St. Mary Euphrasia Pelletier, virgin (†1868). Nun of the Order of Our Lady of Charity of the Refuge. She founded the Congregation of Our Lady of Charity of the Good Shepherd of Angers, France, to mercifully receive repentant public sinners, “Magdalenes”, who wished to enter religious life.

St. Mary of Cleophas and St. Salome. Together with St. Mary Magdalene, they went early on Easter Sunday to the Sepulchre of the Lord, to anoint His Body, and received the first announcement of the Resurrection.

St. Fidelis of Sigmaringen, priest and martyr (†1622). A lawyer by profession, he entered the Order of Friars Minor Chapuchins and was an outstanding preacher. He was sent to bolster true doctrine in Switzerland, and was killed by heretics in Seewis.

St. Mellitus of Canterbury, Bispo (†624). A monk from Rome sent by St.

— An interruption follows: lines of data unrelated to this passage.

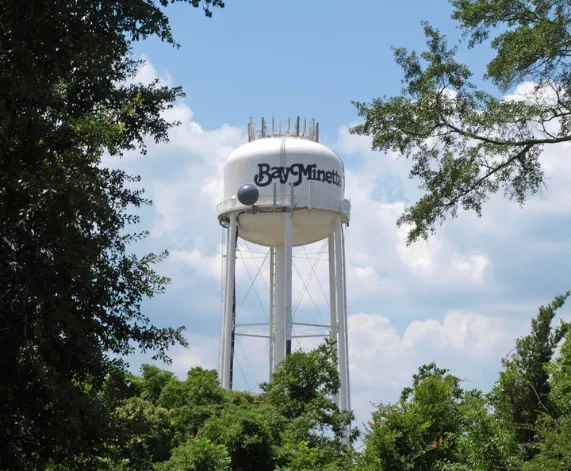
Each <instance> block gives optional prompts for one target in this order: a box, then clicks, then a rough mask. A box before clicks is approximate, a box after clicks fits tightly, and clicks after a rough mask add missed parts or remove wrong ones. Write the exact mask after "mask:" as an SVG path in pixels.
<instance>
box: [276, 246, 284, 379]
mask: <svg viewBox="0 0 571 471" xmlns="http://www.w3.org/2000/svg"><path fill="white" fill-rule="evenodd" d="M275 251H276V253H275V269H276V273H275V275H274V280H275V285H276V294H275V307H274V368H275V367H277V366H278V365H279V364H280V363H281V362H282V361H283V359H284V358H285V283H284V275H285V269H284V248H283V247H276V248H275Z"/></svg>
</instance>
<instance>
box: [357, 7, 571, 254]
mask: <svg viewBox="0 0 571 471" xmlns="http://www.w3.org/2000/svg"><path fill="white" fill-rule="evenodd" d="M450 3H451V4H452V6H453V8H454V12H453V15H452V18H453V19H454V20H455V21H457V22H458V23H459V26H460V28H461V29H462V30H463V31H464V33H465V34H464V38H465V39H468V46H469V47H475V46H477V45H480V44H482V43H484V42H485V41H489V43H490V45H491V47H492V48H494V49H495V51H496V56H495V57H494V59H493V60H492V61H491V62H490V63H489V64H488V66H487V73H486V74H485V76H484V80H488V81H490V82H491V83H492V84H493V85H495V86H497V87H498V91H501V92H503V91H506V90H508V89H510V88H513V87H514V86H516V85H521V84H523V83H524V82H526V81H528V82H526V84H525V87H524V88H525V90H526V92H527V93H526V97H525V99H513V98H511V99H505V98H504V99H502V98H498V97H497V96H496V95H495V94H492V93H489V92H486V91H484V90H483V89H481V88H479V87H478V86H477V85H476V84H475V82H474V80H473V72H472V71H471V70H470V68H469V66H468V65H466V64H463V63H461V62H459V61H458V60H457V59H456V53H457V50H458V48H457V47H451V46H449V45H448V42H447V39H446V37H445V36H444V35H442V34H441V33H440V32H439V31H438V30H437V29H435V28H433V27H432V26H430V25H429V24H427V23H423V27H424V34H425V36H426V38H427V49H426V50H425V51H423V52H422V53H420V54H419V53H417V52H415V51H412V52H409V51H407V50H406V49H404V48H397V49H395V50H394V55H395V59H396V62H397V63H398V64H399V65H400V66H401V68H402V71H403V79H402V81H403V84H404V88H403V89H402V92H401V94H400V95H398V96H393V97H388V98H387V97H382V98H376V99H374V100H372V101H371V102H370V103H362V102H355V103H354V104H355V106H356V108H357V112H358V114H359V116H360V117H362V118H363V123H362V124H359V125H357V126H354V127H353V128H351V132H352V133H354V134H358V135H365V136H370V137H371V138H372V148H373V149H375V150H381V151H392V152H396V153H398V154H400V155H404V156H405V157H407V158H410V159H411V160H412V169H411V172H410V176H411V178H418V179H419V181H420V188H421V189H423V190H425V191H426V194H425V195H424V196H423V197H422V198H421V199H420V200H419V201H417V202H416V203H415V204H414V205H413V206H411V207H410V208H407V209H406V210H405V212H404V213H403V214H402V216H401V217H400V218H399V220H398V222H397V224H398V225H403V226H405V227H407V228H408V229H409V233H408V239H407V242H408V243H409V244H410V243H412V242H414V241H416V240H418V239H419V238H423V239H426V238H427V237H428V236H429V235H430V234H432V233H433V232H434V230H435V227H436V225H437V224H440V223H442V222H443V221H445V219H446V218H447V217H449V216H451V217H456V216H457V214H458V211H459V210H460V209H464V210H471V211H475V212H476V213H477V214H478V215H481V213H482V207H483V205H484V203H485V202H486V200H487V199H488V198H489V197H490V196H491V195H492V194H494V193H496V192H498V191H503V192H504V194H505V196H506V197H508V198H509V199H513V200H515V201H516V202H518V203H519V204H520V205H523V204H524V203H525V201H526V200H527V198H528V197H529V196H530V195H533V194H535V193H537V192H538V191H540V189H541V188H542V185H543V183H544V178H543V172H542V169H541V159H540V158H541V155H542V152H543V150H544V149H545V146H547V145H550V144H556V143H561V142H568V141H571V93H570V92H571V63H570V60H569V57H570V51H571V28H570V26H571V4H570V3H569V2H568V1H566V0H450Z"/></svg>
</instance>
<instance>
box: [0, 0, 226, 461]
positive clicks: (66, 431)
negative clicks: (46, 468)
mask: <svg viewBox="0 0 571 471" xmlns="http://www.w3.org/2000/svg"><path fill="white" fill-rule="evenodd" d="M181 1H183V2H185V3H188V4H189V5H191V6H194V7H198V6H201V5H202V6H204V8H205V9H206V10H205V11H206V13H207V15H210V14H211V11H210V9H211V8H212V7H222V6H223V3H222V2H221V1H220V0H202V1H199V0H181ZM169 3H172V2H168V1H167V0H158V1H155V0H97V1H94V0H76V1H69V0H29V1H26V2H21V1H20V0H5V1H3V2H2V16H1V19H0V85H1V86H0V148H1V149H2V158H1V159H0V280H2V288H1V291H0V313H1V314H0V397H1V398H2V400H1V401H0V423H1V424H2V427H1V430H0V469H10V470H19V469H44V468H45V466H46V464H47V463H48V462H53V463H72V464H73V462H74V461H75V460H76V459H77V457H79V456H84V457H88V456H90V455H92V454H98V453H99V452H100V451H101V450H102V446H103V441H104V436H105V434H104V433H103V432H104V431H105V430H106V429H107V421H108V417H107V415H108V414H107V413H106V409H105V406H104V404H102V403H101V401H100V399H99V397H98V396H97V395H96V392H97V390H98V389H99V388H100V386H101V384H102V382H103V381H104V379H105V378H106V376H107V375H108V374H109V373H110V372H111V371H113V370H115V369H116V368H117V367H119V368H121V367H122V366H123V364H122V362H121V361H120V360H117V359H116V358H119V357H121V356H124V355H126V354H128V353H130V352H131V351H132V350H133V348H134V347H138V348H141V349H142V350H143V351H145V350H150V351H154V352H155V356H156V358H158V359H163V360H168V357H167V354H166V350H167V348H168V347H169V346H171V345H173V344H175V343H183V338H182V336H181V329H171V328H168V329H167V328H157V327H155V326H153V325H151V324H150V323H149V321H148V319H147V318H146V317H145V315H144V313H143V312H142V310H141V302H142V301H143V300H144V299H145V298H147V297H152V296H154V295H156V294H158V293H160V292H162V291H163V289H164V287H165V284H166V282H167V281H168V280H167V279H165V278H164V277H161V276H159V275H158V274H157V273H156V272H155V271H154V266H155V265H156V264H157V263H158V262H160V261H161V260H162V259H163V258H164V256H165V254H161V255H155V254H148V255H144V256H135V255H132V254H131V253H130V251H129V248H130V244H132V243H134V242H136V241H137V240H139V239H141V238H142V237H144V236H145V234H144V233H131V232H129V226H130V225H131V224H132V223H136V222H137V221H138V218H137V216H135V215H134V214H133V213H132V209H133V208H137V207H140V206H141V205H145V204H147V203H148V201H147V200H146V199H145V198H144V197H143V194H142V190H140V189H136V188H134V187H135V186H136V183H137V182H138V181H139V178H138V177H136V176H131V175H128V174H126V173H124V172H122V171H119V170H111V169H108V168H105V167H103V166H102V165H101V157H102V155H103V153H104V152H107V153H109V154H112V155H121V154H122V153H123V152H124V151H126V150H134V149H140V150H141V151H142V152H144V151H145V146H144V139H145V138H146V137H149V138H150V139H153V140H154V141H156V142H162V141H165V140H167V137H168V131H169V129H170V128H171V127H172V126H173V125H174V124H175V123H169V122H167V121H165V119H163V118H162V117H161V116H162V115H161V113H162V112H163V111H164V110H165V109H167V108H169V107H170V106H172V103H173V101H174V100H175V99H177V98H178V97H181V96H182V92H181V90H180V88H169V87H163V86H160V85H159V84H158V83H157V82H154V83H152V84H150V85H148V86H144V85H142V84H134V83H130V84H129V82H127V79H130V78H133V77H134V75H135V73H136V71H137V69H138V67H139V66H140V65H141V64H140V62H139V61H136V60H133V59H132V58H130V56H129V54H130V52H131V45H132V43H133V42H134V41H137V40H139V39H144V38H147V37H151V36H156V37H158V38H160V39H161V40H163V41H165V42H167V43H169V44H172V45H176V43H175V41H174V39H173V37H172V34H171V30H170V26H169V23H168V19H167V17H166V16H165V13H164V10H163V8H164V7H166V6H167V5H168V4H169ZM85 459H87V458H85ZM81 467H82V469H89V468H88V465H87V464H86V463H85V462H84V463H83V464H82V465H81Z"/></svg>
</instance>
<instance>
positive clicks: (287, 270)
mask: <svg viewBox="0 0 571 471" xmlns="http://www.w3.org/2000/svg"><path fill="white" fill-rule="evenodd" d="M292 188H293V187H292ZM292 215H293V212H292V211H288V212H285V213H284V218H285V221H284V223H285V224H284V281H285V283H284V285H285V288H284V290H285V292H284V301H285V308H284V311H285V321H286V355H289V354H290V353H291V340H292V327H293V325H292V312H291V297H292V296H291V295H292V263H293V259H292V240H291V218H292Z"/></svg>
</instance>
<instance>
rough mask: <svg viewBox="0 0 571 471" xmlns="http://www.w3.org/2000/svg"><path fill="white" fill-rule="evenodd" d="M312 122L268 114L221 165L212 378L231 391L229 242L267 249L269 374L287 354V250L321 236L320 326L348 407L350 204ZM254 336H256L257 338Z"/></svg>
mask: <svg viewBox="0 0 571 471" xmlns="http://www.w3.org/2000/svg"><path fill="white" fill-rule="evenodd" d="M318 141H319V124H316V123H315V121H312V122H310V123H307V122H304V123H303V125H301V126H300V120H299V118H297V119H296V120H295V122H294V123H291V122H290V120H288V123H287V125H284V126H283V127H282V125H281V123H280V124H276V123H274V120H273V119H272V122H271V123H266V122H265V120H264V119H262V123H261V127H260V128H256V127H255V125H254V122H253V120H250V123H249V125H248V143H247V144H244V145H242V146H241V147H239V148H238V149H236V150H235V151H234V152H232V154H230V156H229V157H228V159H227V161H226V164H225V167H224V201H222V202H221V203H220V204H219V205H218V219H219V221H220V223H221V224H222V226H223V227H224V228H225V242H224V245H225V254H226V256H225V263H224V269H223V303H222V305H223V308H222V310H223V312H222V323H221V332H220V358H219V376H220V381H221V383H222V386H223V387H224V388H226V389H231V388H232V375H233V356H234V340H235V336H236V335H240V333H239V332H237V330H236V329H237V328H239V327H240V324H239V323H237V322H236V315H235V309H236V303H235V270H236V245H237V240H238V237H240V238H242V239H244V240H246V241H249V242H252V243H254V244H258V245H261V246H264V247H268V250H269V280H270V283H269V290H270V293H269V299H270V306H269V313H270V315H269V322H268V323H267V324H264V325H267V331H266V332H267V335H264V337H266V338H268V340H269V369H270V374H271V373H272V371H273V370H274V369H275V367H276V366H277V365H278V364H279V363H280V362H281V361H282V360H283V359H284V358H285V357H286V355H288V354H289V353H290V352H291V346H292V330H293V325H294V324H299V325H314V324H303V323H295V322H292V247H296V246H302V245H307V244H311V243H314V242H317V241H321V240H324V239H328V248H329V310H330V317H329V322H328V324H327V325H320V326H319V327H323V328H325V329H327V330H326V332H327V333H326V334H325V335H328V336H329V337H330V338H331V339H332V340H333V341H335V342H336V345H337V353H338V359H339V374H340V380H341V388H340V391H339V394H338V397H337V401H338V406H339V407H340V408H341V409H342V410H347V409H350V407H351V405H350V397H349V370H348V364H349V358H348V345H347V304H346V285H345V242H344V235H343V225H347V224H348V223H349V213H350V209H351V206H350V203H349V201H348V200H346V199H345V195H344V190H345V172H344V167H343V162H342V161H341V159H340V158H339V156H338V155H337V154H336V153H335V152H333V151H332V150H331V149H329V148H328V147H325V146H324V145H322V144H319V142H318ZM258 337H259V335H258Z"/></svg>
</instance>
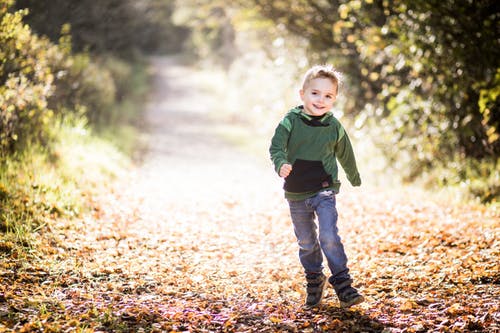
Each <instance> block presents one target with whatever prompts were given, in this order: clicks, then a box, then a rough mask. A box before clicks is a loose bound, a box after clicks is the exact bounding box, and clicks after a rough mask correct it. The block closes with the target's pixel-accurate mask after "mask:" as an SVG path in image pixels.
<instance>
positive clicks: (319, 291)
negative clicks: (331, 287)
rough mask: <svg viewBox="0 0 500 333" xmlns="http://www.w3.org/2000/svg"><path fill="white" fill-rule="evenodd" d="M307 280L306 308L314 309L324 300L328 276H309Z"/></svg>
mask: <svg viewBox="0 0 500 333" xmlns="http://www.w3.org/2000/svg"><path fill="white" fill-rule="evenodd" d="M306 280H307V298H306V304H305V306H306V307H308V308H313V307H315V306H318V304H319V303H321V300H322V299H323V291H324V290H325V286H326V276H325V275H324V274H323V273H320V274H315V275H308V276H306Z"/></svg>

Gregory I the Great to help St. Augustine of Canterbury in the evangelization of he Anglo people. He was consecrated Bishop and eventually appointed Archbishop of Canterbury.

St. Egbert, priest (†729). Priest and monk who evangelized several regions of Europe. He died on the Island of Iona, Scotland, after celebrating the solemnity of Easter.

St. Benedict Menni, priest (†1914). Restored the Hospitaller Order of St. John of God in Spain, Portugal and Mexico and founded the Congregation of the Hospitaller Sisters of the Sacred Heart of Jesus in Madrid. He died in Dinan, France.

St. William Firmatus, hermit (†1103). Canon and physician in Tours, France, he made a pilgrimage to Jerusalem and spent the rest of his life in solitude.

Blessed Mary Elizabeth Hesselblad, virgin (†1957). Religious of Swedish origin who died in Rome. She helped to revive the Order of St. Bridget.

St. Deodatus, deacon and abbot (†fourth century). After leading a life as an anchorite, he formed a community in Blois (France) with a group of disciples attracted by his example. He refused priestly ordination, considering himself unworthy.